REPUBLIKA.CO.ID, YERUSALEM – Otoritas Israel menghancurkan sebuah sekolah Palestina di Tepi Barat yang diduduki pada Ahad (7/5/2023), menuai kecaman keras dari Uni Eropa. Bangunan sekolah ini terletak sekitar dua kilometer dari Bethlehem, sebuah kota yang menjadi pusat budaya dan industri pariwisata Palestina.
Sebuah cabang militer Israel, COGAT, mengatakan dalam sebuah pernyataan bahwa bangunan tersebut telah dibangun secara ilegal dan dinyatakan berbahaya bagi keselamatan siapa pun yang belajar atau berkunjung ke sana. Karena itu, pengadilan Israel memerintahkan penghancurannya.
Delegasi Uni Eropa untuk Palestina, di akun Twitter resminya, mengatakan "terkejut" dengan pembongkaran sekolah, yang katanya akan berdampak pada 60 anak Palestina.
"Penghancuran itu ilegal menurut hukum internasional dan hanya akan menambah penderitaan penduduk Palestina dan semakin meningkatkan lingkungan yang sudah tegang," kata delegasi Uni Eropa seperti dilansir Arabnews, Senin (8/5/2023).
COGAT mengatakan pemilik gedung telah menolak beberapa upaya oleh otoritas Israel untuk terlibat dalam dialog mengenai status struktur sebelum pelaksanaan pembongkaran.
Sementara, siswa dan saksi mata mengatakan bangunan itu telah menjadi puing-puing tanpa jejak. “Kami bersiap-siap untuk datang ke sekolah dan ketika kami tiba kami tidak menemukan sekolahnya,” kata seorang siswa, Mohammed Ibrahim.
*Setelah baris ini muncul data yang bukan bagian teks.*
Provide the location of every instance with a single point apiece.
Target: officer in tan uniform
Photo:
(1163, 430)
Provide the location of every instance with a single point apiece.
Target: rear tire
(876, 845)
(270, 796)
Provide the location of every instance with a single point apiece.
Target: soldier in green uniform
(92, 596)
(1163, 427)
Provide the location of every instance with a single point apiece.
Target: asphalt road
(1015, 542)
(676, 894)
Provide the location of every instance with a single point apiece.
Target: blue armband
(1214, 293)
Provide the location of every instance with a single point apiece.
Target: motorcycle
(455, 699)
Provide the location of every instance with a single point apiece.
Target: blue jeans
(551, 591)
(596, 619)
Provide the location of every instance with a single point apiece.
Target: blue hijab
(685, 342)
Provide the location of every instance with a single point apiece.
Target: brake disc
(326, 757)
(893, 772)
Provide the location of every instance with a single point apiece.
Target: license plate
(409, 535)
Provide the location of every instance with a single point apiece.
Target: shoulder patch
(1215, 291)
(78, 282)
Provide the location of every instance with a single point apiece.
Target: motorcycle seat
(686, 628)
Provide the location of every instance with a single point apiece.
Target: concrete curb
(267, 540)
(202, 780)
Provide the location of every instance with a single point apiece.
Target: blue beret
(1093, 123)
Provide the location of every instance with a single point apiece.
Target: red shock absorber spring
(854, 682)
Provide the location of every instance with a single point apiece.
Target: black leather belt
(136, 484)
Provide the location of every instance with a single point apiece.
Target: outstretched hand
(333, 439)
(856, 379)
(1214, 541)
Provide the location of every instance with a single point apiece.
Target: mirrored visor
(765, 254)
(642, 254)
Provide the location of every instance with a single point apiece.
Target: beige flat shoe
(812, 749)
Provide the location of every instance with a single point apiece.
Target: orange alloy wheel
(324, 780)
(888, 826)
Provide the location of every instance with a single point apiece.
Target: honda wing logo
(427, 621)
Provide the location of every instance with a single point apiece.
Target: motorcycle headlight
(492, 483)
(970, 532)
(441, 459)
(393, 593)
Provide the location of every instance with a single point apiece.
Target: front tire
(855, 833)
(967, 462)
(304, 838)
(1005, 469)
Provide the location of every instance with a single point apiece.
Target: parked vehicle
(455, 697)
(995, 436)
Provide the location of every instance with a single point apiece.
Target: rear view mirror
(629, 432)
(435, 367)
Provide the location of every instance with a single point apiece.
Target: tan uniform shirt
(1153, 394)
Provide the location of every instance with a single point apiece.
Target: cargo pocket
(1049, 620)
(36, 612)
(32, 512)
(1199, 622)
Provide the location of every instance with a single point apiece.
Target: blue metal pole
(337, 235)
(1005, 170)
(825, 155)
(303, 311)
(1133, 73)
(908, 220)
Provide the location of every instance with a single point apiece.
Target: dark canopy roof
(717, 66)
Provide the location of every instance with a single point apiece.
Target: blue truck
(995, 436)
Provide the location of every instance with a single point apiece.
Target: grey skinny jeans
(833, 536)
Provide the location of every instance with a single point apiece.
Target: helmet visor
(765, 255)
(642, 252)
“Kami ingin sekolah hari ini! Kami ingin belajar, jika mereka (pasukan Israel) terus menghancurkan, kami akan terus membangun," imbuhnya.
Saksi juga mengatakan isi gedung telah disita. "Mereka menghancurkan sekolah dan mereka mengambil semuanya," kata seorang penduduk terdekat dan saksi yang cucunya adalah seorang siswa di sekolah itu, Ismael Salah kepada Reuters.
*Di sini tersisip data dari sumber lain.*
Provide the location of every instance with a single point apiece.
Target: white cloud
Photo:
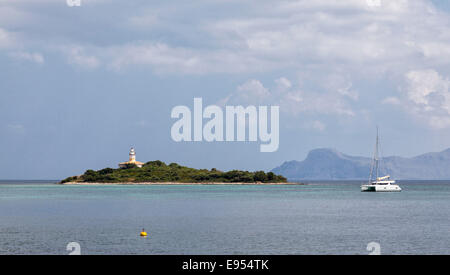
(427, 96)
(76, 55)
(32, 57)
(318, 125)
(292, 100)
(6, 39)
(391, 100)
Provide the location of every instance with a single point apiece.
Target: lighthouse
(132, 155)
(132, 160)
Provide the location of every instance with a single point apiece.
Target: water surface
(318, 218)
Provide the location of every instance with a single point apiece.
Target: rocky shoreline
(180, 183)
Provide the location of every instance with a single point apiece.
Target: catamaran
(380, 184)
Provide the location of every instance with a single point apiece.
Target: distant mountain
(329, 164)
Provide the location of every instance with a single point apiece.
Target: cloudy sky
(80, 85)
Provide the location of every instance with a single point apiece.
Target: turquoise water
(319, 218)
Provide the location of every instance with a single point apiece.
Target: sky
(80, 85)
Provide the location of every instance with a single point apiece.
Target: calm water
(320, 218)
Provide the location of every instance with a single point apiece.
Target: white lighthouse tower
(132, 160)
(132, 155)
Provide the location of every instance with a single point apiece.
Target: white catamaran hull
(380, 188)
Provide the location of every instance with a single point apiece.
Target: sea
(320, 217)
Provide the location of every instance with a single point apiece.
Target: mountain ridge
(331, 164)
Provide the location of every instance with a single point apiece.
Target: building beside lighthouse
(132, 160)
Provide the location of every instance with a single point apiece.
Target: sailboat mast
(376, 156)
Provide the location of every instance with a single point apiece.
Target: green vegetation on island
(158, 171)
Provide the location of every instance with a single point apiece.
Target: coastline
(181, 183)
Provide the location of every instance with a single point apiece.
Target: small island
(157, 172)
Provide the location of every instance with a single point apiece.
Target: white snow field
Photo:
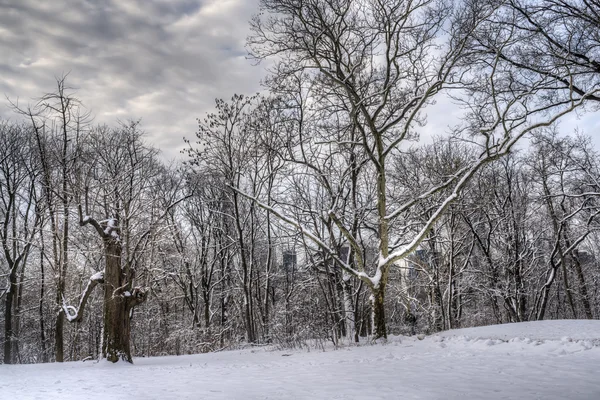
(535, 360)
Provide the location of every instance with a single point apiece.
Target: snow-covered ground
(535, 360)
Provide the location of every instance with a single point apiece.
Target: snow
(535, 360)
(98, 276)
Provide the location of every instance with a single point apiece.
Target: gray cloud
(164, 61)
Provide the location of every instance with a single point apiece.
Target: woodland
(317, 211)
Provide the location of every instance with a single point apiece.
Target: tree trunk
(8, 318)
(378, 312)
(117, 329)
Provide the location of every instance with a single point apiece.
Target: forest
(317, 211)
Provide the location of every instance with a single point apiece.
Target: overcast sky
(163, 61)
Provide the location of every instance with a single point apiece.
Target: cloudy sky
(163, 61)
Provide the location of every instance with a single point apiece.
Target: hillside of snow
(533, 360)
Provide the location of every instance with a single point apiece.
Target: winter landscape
(285, 199)
(532, 360)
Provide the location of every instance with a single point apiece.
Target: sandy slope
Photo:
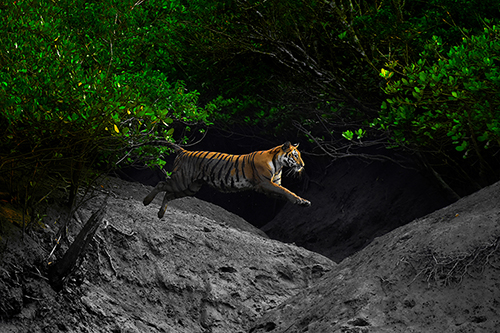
(439, 273)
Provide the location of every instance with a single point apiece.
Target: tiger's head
(291, 157)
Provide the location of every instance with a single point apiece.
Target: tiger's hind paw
(304, 203)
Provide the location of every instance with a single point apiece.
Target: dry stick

"Semua perabotan, mereka memasukkannya ke dalam truk dan mengambilnya," kata Ismael.
Israel sering mengungkit kurangnya izin bangunan, yang menurut orang Palestina dan kelompok hak asasi manusia hampir tidak mungkin diperoleh, dalam menghancurkan bangunan Palestina di Tepi Barat, wilayah yang direbutnya dalam perang Timur Tengah 1967.
Palestina menginginkan lebih dari setengah juta pemukim Yahudi di sana, bersama dengan tentara Israel, untuk meninggalkan wilayah pendudukan.
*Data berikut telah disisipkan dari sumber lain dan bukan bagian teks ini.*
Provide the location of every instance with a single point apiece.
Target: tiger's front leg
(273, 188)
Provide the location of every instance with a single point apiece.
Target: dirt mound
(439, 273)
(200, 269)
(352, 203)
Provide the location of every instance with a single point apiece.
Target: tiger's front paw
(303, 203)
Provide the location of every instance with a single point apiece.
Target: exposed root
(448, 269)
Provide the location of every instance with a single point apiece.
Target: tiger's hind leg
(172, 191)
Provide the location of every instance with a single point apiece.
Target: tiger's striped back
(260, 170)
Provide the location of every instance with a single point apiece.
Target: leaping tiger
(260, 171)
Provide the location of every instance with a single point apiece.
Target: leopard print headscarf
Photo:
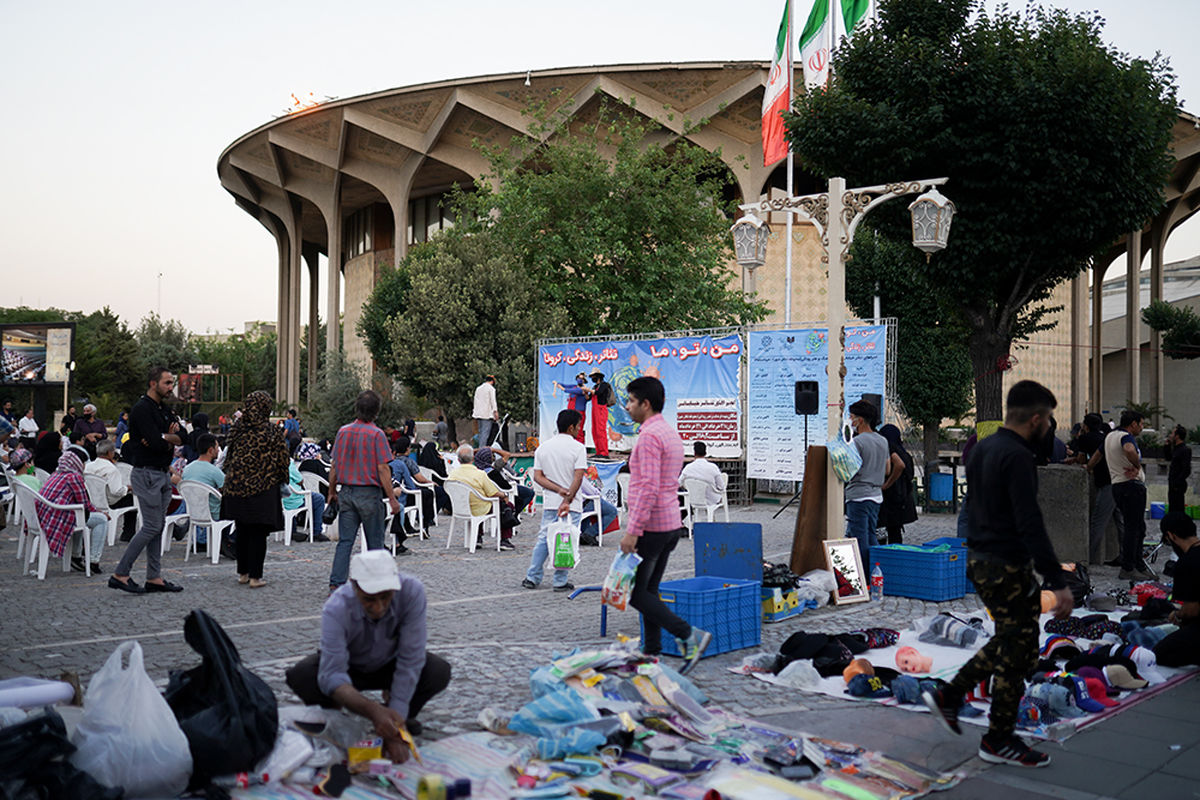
(257, 457)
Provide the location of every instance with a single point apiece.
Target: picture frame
(843, 555)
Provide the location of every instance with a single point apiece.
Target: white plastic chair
(168, 525)
(199, 515)
(460, 501)
(33, 529)
(289, 516)
(97, 492)
(697, 499)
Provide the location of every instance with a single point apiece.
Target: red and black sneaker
(1009, 750)
(945, 709)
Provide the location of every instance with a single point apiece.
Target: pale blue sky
(117, 114)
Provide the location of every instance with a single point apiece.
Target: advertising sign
(700, 374)
(775, 446)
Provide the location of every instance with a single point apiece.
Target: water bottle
(876, 583)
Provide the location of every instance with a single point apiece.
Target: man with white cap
(372, 637)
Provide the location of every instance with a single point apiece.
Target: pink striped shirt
(654, 477)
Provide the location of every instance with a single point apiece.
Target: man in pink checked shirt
(654, 522)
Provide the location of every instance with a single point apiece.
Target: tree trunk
(931, 435)
(988, 347)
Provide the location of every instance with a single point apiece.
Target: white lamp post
(835, 214)
(750, 236)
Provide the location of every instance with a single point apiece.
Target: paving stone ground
(480, 619)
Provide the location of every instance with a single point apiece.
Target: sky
(117, 113)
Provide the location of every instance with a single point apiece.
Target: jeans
(607, 513)
(153, 491)
(357, 505)
(1131, 499)
(99, 525)
(655, 548)
(541, 549)
(1105, 509)
(861, 518)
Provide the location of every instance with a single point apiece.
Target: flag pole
(787, 232)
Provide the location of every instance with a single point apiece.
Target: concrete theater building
(363, 179)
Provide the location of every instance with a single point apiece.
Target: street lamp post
(835, 214)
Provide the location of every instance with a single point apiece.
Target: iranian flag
(778, 96)
(816, 41)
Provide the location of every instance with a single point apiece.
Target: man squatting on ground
(1006, 540)
(372, 637)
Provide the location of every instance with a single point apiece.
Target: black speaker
(805, 397)
(877, 402)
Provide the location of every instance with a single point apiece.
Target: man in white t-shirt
(558, 467)
(486, 411)
(701, 469)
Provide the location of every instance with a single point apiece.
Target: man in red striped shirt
(654, 522)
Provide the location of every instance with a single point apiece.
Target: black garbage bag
(34, 763)
(228, 714)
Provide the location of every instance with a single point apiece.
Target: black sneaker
(945, 710)
(1011, 750)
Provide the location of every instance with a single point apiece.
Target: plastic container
(729, 608)
(934, 576)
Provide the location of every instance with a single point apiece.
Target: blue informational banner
(700, 373)
(775, 445)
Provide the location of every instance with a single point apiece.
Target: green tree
(622, 232)
(934, 377)
(1179, 325)
(1055, 145)
(165, 342)
(469, 312)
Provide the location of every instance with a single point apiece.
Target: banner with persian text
(700, 373)
(775, 440)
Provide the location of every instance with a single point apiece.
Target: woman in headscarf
(47, 451)
(899, 507)
(431, 459)
(66, 487)
(256, 465)
(485, 461)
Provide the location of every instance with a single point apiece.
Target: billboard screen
(35, 353)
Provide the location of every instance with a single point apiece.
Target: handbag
(844, 456)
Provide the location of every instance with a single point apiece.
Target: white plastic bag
(129, 735)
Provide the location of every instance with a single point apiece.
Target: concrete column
(281, 316)
(1097, 394)
(1133, 343)
(334, 296)
(1156, 338)
(311, 340)
(1079, 346)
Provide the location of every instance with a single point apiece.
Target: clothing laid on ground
(1182, 647)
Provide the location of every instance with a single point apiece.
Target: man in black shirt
(154, 435)
(1182, 647)
(1006, 540)
(1180, 470)
(1091, 444)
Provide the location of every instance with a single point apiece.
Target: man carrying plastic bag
(558, 467)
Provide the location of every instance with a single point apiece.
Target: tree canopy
(623, 233)
(468, 313)
(1054, 143)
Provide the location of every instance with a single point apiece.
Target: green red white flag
(778, 96)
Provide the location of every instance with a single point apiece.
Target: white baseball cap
(375, 571)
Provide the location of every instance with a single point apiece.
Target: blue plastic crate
(923, 575)
(729, 608)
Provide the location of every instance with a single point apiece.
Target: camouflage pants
(1011, 593)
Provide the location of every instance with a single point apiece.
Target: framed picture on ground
(843, 559)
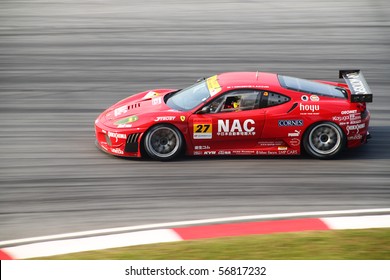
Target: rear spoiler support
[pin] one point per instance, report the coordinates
(360, 91)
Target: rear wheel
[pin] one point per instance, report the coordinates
(163, 142)
(324, 140)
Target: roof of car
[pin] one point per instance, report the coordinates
(248, 79)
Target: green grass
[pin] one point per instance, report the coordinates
(368, 244)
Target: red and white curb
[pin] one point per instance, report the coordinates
(46, 246)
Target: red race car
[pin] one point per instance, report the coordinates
(240, 113)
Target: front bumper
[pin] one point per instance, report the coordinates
(125, 143)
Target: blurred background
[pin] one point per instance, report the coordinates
(62, 62)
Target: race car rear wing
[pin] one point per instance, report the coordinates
(360, 91)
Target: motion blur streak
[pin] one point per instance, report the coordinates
(63, 62)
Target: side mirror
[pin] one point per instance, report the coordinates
(204, 110)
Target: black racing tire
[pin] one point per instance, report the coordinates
(324, 140)
(163, 142)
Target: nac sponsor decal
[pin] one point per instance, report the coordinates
(290, 122)
(309, 109)
(164, 118)
(348, 117)
(236, 127)
(203, 129)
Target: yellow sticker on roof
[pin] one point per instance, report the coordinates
(213, 85)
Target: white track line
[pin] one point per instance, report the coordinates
(60, 247)
(360, 222)
(196, 222)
Namun, Israel menolak keras penarikan besar-besaran tersebut, mengutip klaim sejarah atas tanah alkitabiah.
Baca juga: 22 Temuan Penyimpangan Doktrin NII di Pesantren Al Zaytun Menurut FUUI
Dewan Regional Gush Etzion, yang mewakili blok terdekat pemukim Yahudi di Tepi Barat, menyambut baik pembongkaran tersebut.
“Ini jelas merupakan langkah lain dalam perjuangan gigih untuk tanah Negara kita," kata Walikota Dewan Daerah Gush Etzion, dan Ketua Dewan Yesha, Shlomo Neeman dalam sebuah pernyataan. "Masih banyak pekerjaan yang harus dilakukan," imbuhnya.
Sementara itu, Kementerian Pendidikan Palestina menyebut penghancuran itu sebagai "kejahatan keji".
Hal ini karena, penghancuran itu akan menyebabkan siswa sekolah tidak dapat menerima pendidikan mereka dengan cara yang gratis, aman dan stabil, mirip dengan anak-anak di seluruh dunia.
Sumber resmi Israel mengatakan bahwa perselisihan tentang keamanan gedung telah berlangsung selama enam tahun dan sekolah terdekat akan menampung siswa yang terlantar akibat pembongkaran.